By Diana Ballon, Communications Coordinator
CAMH has gone mobile to support people in the community most affected by COVID-19 as part of its participation on the Mobile COVID Assessment Team (MCAT) - a group of community assessment clinics and health care organizations providing testing for COVID-19 in shelters and congregate care settings across Toronto.
CAMH staff have been working with staff at Women’s College Hospital to provide testing and support to more than 300 clients and staff in shelters—with plans to eventually test about 500 to 700 people per week both in shelters and boarding homes. So far, testing has been done at Home’s First Bathurst-Lake Shore Shelter, Margaret’s, Christie Ossington Neighbourhood Centre Men’s Hostel and Housing Program, Women’s Residence and St. Felix Centre 24-Hour Respite Program.
“We are working with Toronto Public Health, the Local Health Integration Network (LHIN) and Women’s College Hospital to test homes and shelters where there has been an outbreak of COVID-19, which means at least one positive test,” says Frances Abela-Dimech, Clinical Director of CAMH’s Clinical Ambulatory Services. “The goal is to be able to provide proactive surveillance testing for homes and shelters that have not had outbreaks as well.”
CAMH has also been working alongside MCAT partners to determine the best care pathway for residents of congregate settings who test positive for COVID-19, based on their mental and physical care needs.
“Depending on a client’s circumstances, they might be safest quarantined within their group home, transferred to isolation shelters set up by inter-city health associations, or going to acute care hospital,” explains Jill Campbell, Vice President of the Complex Care and Recovery Program and Chief Nursing Executive at CAMH. “People with mental health and addiction problems are transferred to a COVID isolation unit within CAMH.”
Sydney McDowell is a registered nurse at CAMH who has been one of the front-line workers swabbing residents and staff, most recently at St.

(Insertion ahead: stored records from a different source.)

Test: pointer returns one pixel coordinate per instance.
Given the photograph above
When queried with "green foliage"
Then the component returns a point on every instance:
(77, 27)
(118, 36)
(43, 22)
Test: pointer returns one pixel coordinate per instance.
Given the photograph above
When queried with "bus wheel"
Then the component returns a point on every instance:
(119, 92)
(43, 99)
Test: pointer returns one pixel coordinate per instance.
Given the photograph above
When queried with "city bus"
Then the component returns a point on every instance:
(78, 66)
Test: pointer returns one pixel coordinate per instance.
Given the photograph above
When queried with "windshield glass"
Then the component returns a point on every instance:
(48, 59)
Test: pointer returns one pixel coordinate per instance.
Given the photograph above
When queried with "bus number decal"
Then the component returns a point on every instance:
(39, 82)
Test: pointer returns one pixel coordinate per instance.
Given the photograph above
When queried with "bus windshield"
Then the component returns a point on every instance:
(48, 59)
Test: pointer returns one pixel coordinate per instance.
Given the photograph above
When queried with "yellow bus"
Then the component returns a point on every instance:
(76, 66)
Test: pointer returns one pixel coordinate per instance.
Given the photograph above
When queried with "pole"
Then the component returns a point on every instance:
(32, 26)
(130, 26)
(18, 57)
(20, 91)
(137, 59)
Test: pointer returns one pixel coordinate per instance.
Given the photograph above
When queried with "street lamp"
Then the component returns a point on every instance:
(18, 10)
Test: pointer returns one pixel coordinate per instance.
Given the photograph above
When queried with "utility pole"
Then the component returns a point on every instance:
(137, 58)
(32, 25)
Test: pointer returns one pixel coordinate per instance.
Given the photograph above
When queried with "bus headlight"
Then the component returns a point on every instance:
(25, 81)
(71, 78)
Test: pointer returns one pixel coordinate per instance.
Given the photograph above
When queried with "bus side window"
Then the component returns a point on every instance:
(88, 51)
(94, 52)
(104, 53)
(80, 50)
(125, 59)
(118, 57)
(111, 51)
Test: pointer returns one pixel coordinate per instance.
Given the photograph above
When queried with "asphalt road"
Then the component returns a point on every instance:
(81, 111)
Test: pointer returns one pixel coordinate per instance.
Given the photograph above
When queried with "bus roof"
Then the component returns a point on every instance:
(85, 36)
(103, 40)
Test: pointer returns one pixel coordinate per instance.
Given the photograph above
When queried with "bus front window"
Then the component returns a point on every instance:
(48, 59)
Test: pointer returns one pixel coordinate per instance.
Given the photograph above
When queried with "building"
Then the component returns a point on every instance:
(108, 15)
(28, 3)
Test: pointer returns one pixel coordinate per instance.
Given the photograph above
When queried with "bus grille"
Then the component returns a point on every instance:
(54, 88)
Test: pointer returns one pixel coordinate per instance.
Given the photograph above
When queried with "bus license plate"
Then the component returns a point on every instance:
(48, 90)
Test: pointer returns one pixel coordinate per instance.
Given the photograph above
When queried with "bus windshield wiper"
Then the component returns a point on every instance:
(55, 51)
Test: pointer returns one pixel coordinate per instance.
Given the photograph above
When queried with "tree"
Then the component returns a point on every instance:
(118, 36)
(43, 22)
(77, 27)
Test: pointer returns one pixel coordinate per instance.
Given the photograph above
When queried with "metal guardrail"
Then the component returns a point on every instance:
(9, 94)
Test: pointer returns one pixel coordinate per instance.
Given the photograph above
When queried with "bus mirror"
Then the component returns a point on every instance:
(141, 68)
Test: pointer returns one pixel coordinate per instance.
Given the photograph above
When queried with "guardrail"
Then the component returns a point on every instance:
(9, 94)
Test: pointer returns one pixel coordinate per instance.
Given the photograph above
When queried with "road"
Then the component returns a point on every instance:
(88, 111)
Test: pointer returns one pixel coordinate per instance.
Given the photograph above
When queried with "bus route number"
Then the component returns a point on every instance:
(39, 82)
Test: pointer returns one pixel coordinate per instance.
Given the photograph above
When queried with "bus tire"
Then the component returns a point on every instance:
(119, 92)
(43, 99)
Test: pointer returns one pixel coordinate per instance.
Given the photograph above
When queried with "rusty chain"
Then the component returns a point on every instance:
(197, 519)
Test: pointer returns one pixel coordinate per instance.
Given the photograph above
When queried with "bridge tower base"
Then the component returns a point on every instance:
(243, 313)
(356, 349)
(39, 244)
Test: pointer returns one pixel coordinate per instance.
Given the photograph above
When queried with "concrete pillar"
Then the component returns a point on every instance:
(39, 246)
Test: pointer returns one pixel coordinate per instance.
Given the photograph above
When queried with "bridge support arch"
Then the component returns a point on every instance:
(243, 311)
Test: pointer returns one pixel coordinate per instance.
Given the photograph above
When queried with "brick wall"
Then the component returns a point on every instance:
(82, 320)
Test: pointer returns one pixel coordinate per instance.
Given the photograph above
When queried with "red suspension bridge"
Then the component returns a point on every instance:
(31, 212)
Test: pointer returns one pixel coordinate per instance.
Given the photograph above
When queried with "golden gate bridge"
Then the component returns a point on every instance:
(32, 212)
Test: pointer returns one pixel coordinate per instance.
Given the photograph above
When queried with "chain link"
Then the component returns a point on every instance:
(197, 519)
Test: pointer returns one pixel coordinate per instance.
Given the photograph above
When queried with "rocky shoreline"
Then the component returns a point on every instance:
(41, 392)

Margaret’s shelter and the encampment next to it.
“There are a lot of people struggling with mental illness who are not getting mental health support,” she says. “We come in with full PPE and the experience can be very scary. They may think we are scared of them, or that we have alternative motives, so we explain that we are trying to keep them safe and ensure that we don’t re-traumatize anyone.”
CAMH’s participation in the MCAT initiative is part of the hospitals work to support community agencies that also serve CAMH patients.